[SOLVED] Simulating thousands of regressions and obtaining p-values

Simulating thousands of regressions and obtaining p-values

I'm looking to do some basic simulation in R to examine the nature of p-values. My goal is to see whether large sample sizes trend towards small p-values. My thought is to generate random vectors of 1,000,000 data points, regress them on each other, and then plot the distribution of p-values and look for skew.

This is what I was thinking so far:

x1 = runif(1000000, 0, 1000) 
x2 = runif(1000000, 0, 1000) 
model1 = lm(x2~x1)

Using code taken from another thread:

lmp <- function (modelobject) {
    if (class(modelobject) != "lm") stop("Not an object of class 'lm' ")
    f <- summary(modelobject)$fstatistic
    p <- pf(f[1],f[2],f[3],lower.tail=F)
    attributes(p) <- NULL
    return(p)
  }
lmp(model1) 
0.3874139

Any suggestions for how I might do this for 1000 models or even more?
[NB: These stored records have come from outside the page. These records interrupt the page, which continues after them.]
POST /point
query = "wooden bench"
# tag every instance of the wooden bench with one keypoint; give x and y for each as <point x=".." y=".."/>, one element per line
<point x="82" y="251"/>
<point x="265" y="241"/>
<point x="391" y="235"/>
Thanks!

Solution

see ?replicate ... but the p-value you're calculating assumes gaussian errors not uniform ones (not that this will matter much at n=10^6)

Specifically, something like this:

nrep <- 1000
ndat <- 1000000
results <- replicate(nrep, {
     x1=runif(ndat, 0, 1000);
     x2=runif(ndat, 0, 1000);
     model1=lm(x1 ~ x2);
     lmp(model1)
     })

should work, but it will take a long time to run.

I'd suggest making nrep and ndat smaller to try it out.